Beyonce On Gender Equality, Power, And Who Decides What’s Sexy


“You know, equality is a myth, and for some reason, everyone accepts the fact that women don’t make as much money as men do. I don’t understand that. Why do we have to take a backseat? I truly believe that women should be financially independent from men. And let’s face it: money gives men the power to run the show. It gives men the power to define value. They define what’s sexy. And men define what’s feminine. It’s ridiculous.”  -Beyonce

I don’t remember where I ran across this initially, but I remember being struck by it enough that I wanted to pull it up again and think about it more. Bey understands. Money is power. Power defines society. She has brought attention to a greater consequence of inequality.
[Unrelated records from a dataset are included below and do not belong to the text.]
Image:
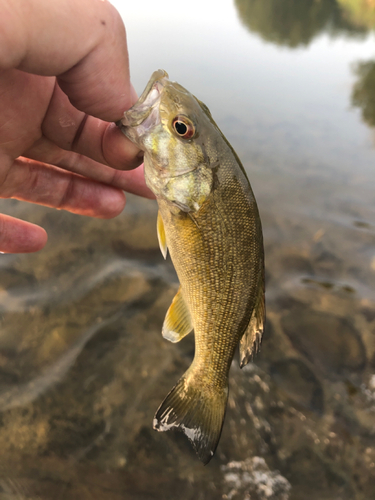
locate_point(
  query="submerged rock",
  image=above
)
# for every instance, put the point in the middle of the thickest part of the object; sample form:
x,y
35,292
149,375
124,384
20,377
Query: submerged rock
x,y
252,479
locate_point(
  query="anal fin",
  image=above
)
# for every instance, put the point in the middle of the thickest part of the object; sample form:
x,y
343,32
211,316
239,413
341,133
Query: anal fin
x,y
161,236
251,339
177,323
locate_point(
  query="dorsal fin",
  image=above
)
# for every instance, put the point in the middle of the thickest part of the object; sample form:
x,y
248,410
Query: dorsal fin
x,y
250,341
177,323
161,236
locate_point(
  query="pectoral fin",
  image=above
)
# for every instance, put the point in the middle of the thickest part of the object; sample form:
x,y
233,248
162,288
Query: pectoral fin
x,y
177,323
161,236
250,341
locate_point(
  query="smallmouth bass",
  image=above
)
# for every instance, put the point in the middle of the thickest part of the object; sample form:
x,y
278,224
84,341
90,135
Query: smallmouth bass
x,y
209,221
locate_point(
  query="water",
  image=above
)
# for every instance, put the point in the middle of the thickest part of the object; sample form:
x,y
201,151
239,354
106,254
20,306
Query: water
x,y
83,366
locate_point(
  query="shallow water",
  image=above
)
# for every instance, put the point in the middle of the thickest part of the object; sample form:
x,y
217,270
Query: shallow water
x,y
83,366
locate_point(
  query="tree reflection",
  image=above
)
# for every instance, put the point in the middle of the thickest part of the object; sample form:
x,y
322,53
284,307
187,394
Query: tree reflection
x,y
297,22
363,94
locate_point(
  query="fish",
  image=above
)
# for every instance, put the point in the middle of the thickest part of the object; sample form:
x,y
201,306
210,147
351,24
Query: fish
x,y
209,222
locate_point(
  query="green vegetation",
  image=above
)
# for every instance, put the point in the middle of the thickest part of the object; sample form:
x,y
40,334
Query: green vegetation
x,y
359,12
296,22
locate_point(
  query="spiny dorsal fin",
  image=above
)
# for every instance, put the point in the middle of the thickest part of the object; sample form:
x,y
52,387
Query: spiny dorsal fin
x,y
250,341
177,323
161,236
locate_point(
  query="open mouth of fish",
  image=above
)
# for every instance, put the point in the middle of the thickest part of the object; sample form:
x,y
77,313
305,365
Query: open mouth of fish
x,y
144,115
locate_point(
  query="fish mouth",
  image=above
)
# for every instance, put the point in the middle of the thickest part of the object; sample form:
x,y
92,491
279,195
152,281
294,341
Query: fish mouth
x,y
144,115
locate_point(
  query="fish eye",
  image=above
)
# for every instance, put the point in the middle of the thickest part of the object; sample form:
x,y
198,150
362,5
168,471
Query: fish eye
x,y
183,127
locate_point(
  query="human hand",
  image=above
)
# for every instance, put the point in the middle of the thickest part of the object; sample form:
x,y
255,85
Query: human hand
x,y
55,147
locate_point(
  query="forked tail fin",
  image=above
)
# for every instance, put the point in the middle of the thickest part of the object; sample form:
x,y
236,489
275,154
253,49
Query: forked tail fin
x,y
196,410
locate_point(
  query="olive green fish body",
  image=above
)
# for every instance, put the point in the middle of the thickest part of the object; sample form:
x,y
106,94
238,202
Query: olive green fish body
x,y
209,222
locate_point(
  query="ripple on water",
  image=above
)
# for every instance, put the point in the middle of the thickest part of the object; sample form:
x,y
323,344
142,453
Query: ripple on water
x,y
330,342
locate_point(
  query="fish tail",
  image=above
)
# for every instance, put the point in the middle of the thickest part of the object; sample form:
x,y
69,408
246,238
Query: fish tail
x,y
196,410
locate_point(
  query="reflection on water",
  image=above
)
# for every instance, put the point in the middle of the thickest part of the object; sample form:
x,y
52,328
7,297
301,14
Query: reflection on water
x,y
83,365
297,22
363,94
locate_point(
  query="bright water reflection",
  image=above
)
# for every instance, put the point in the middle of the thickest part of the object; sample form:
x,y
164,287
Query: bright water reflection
x,y
83,366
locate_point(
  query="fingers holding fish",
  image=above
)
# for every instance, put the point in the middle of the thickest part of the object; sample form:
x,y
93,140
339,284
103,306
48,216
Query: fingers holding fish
x,y
18,236
47,185
73,130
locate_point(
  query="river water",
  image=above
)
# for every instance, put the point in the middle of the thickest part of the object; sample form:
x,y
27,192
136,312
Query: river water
x,y
83,365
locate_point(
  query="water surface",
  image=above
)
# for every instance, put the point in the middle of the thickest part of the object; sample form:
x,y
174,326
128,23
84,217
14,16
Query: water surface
x,y
83,366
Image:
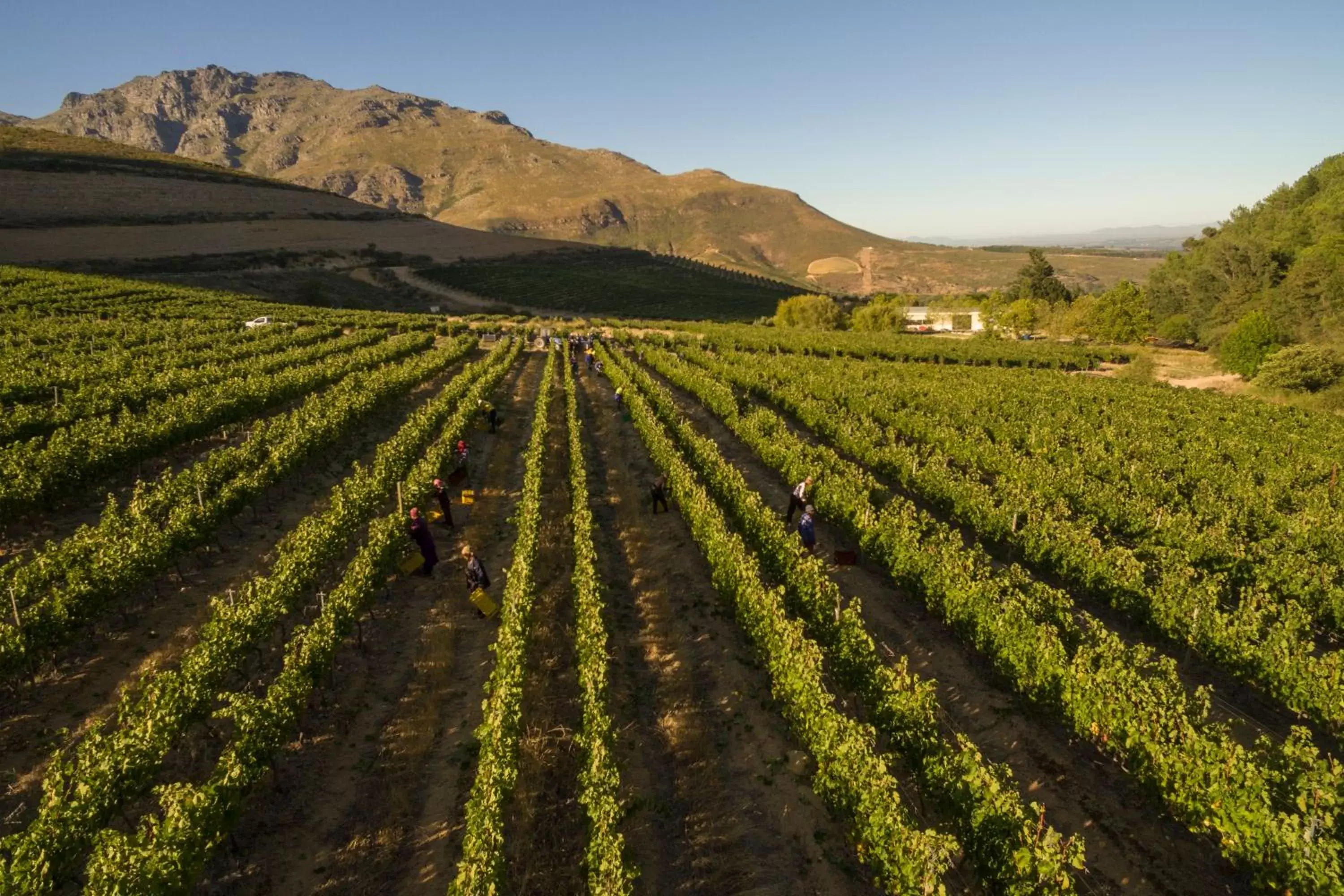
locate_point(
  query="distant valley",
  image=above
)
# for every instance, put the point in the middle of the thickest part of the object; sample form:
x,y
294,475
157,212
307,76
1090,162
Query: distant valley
x,y
479,170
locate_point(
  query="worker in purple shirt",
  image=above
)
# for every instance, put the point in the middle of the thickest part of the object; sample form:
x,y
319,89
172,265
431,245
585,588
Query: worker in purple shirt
x,y
444,503
476,575
808,528
421,536
797,499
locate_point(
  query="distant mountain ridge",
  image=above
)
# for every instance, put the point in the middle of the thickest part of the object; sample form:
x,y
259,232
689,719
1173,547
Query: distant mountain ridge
x,y
472,168
1284,257
1151,237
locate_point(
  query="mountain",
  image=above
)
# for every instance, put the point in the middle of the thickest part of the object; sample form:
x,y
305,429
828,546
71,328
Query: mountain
x,y
478,170
1147,238
73,199
461,167
1284,256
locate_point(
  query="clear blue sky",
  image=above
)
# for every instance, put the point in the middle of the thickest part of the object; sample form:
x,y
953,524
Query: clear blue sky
x,y
936,119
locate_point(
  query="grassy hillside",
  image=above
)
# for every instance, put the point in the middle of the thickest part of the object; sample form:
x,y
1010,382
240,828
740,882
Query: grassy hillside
x,y
1284,256
620,283
478,170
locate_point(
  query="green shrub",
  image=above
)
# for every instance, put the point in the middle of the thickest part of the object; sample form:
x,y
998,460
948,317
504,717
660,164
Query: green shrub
x,y
1179,328
1301,369
1246,347
1120,315
810,312
885,314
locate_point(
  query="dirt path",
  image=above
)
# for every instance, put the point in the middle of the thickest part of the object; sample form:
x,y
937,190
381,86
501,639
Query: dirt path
x,y
1132,847
545,827
468,302
370,800
86,679
717,789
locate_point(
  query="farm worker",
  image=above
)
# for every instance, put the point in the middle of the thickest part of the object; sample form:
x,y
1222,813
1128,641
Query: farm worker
x,y
660,493
808,530
444,503
797,499
422,536
476,575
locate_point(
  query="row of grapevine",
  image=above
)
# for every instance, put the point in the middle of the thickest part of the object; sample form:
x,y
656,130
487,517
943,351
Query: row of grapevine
x,y
851,777
482,867
1264,641
129,394
170,848
69,582
1008,843
600,781
41,469
901,347
26,291
1253,503
1273,809
117,759
52,375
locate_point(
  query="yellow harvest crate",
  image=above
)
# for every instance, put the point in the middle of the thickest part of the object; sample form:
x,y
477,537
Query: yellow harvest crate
x,y
484,602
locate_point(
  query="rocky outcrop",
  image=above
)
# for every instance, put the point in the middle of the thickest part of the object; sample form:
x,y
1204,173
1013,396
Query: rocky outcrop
x,y
390,187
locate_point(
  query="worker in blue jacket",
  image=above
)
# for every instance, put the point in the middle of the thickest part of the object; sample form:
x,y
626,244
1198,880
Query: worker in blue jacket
x,y
808,528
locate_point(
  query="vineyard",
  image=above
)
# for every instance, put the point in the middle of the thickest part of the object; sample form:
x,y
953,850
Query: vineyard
x,y
1061,633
We are told how to ideally live and work and be, and these ideas are perpetuated through media, advertising, business, politics, etc.: the forces that control much of our modern lives externally, but also seem to have a resonating internal effect.

Sometimes I think that it’s not a matter of misunderstanding how powerful, intelligent and influential women are. I think it is understood, and it is daunting and threatening. Because what happens when we live in a world where all people are equal? What happens in a world where we don’t try to control one another, but live in harmonious acceptance? We lose the concept of superiority. Those in power are debunked, and nobody wants to be taken down from their greatness. Because what will they be left with? The reality that their lives have been lived for the sake of attaining societally-generated success. They are left with the fact that the way they will have to find happiness and contentment is by actually creating it for themselves, not just being “powerful” by our culture’s standards. They will have to learn to be loved and revered for who they are, not what position they hold.

I hope some people do have to come to terms with these things sooner rather than later. I hope that we all come to understand that sometimes confrontation is necessary to undo what has been so detrimentally done. I also hope that we understand that confrontation does not and should not necessarily mean violence or anger or hatred. Rather, justice, truth, courage, and above all, equality.